Precios controlados, insumos cada vez más caros, exportaciones reducidas, pérdida de mercados internacionales, competidores ávidos por nuestra porción de mercado mundial, cadena de producción en riesgo (crisis de los sistemas de cría), involución en la adopción de tecnología e incluso mala prensa a nivel nacional, pero quizá eso sea sólo la punta de un iceberg del que no tenemos posibilidad de calcular el tamaño real.
Si bien no sabemos cuándo comenzó esto, en verdad no es importante encontrar a los culpables, sino más bien encontrar la salida de este laberinto en el que nos encontramos atrapados.

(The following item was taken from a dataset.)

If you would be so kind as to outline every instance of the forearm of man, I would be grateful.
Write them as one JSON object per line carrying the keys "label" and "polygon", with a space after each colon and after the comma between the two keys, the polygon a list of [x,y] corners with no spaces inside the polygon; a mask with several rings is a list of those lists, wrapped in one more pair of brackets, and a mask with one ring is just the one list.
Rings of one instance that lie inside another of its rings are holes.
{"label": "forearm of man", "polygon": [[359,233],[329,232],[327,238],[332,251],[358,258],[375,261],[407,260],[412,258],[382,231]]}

Hay una situación innegable: los precios internacionales de los cereales ayudaron a que la tierra se cotice más y más, obligando a la ganadería a migrar hacia zonas en donde la rentabilidad de la tierra permita y justifique una actividad que no es tan rentable.
Pensar en ganadería para equiparar los niveles de rentabilidad de las zonas agrícolas puede ser un despropósito ya que los niveles de inversión y eficiencia más altos, quizá no alcancen los márgenes que ofrece la agricultura actual en la Argentina, sabiendo que esta situación seguramente se va a sostener durante los próximos años.
Pero la ganadería hace años que se está acomodando a esta situación y ya reubicó su stock ocupando las tierras de menor valor, por lo que ese deber está hecho, colaborando a mejorar el balance comercial del país.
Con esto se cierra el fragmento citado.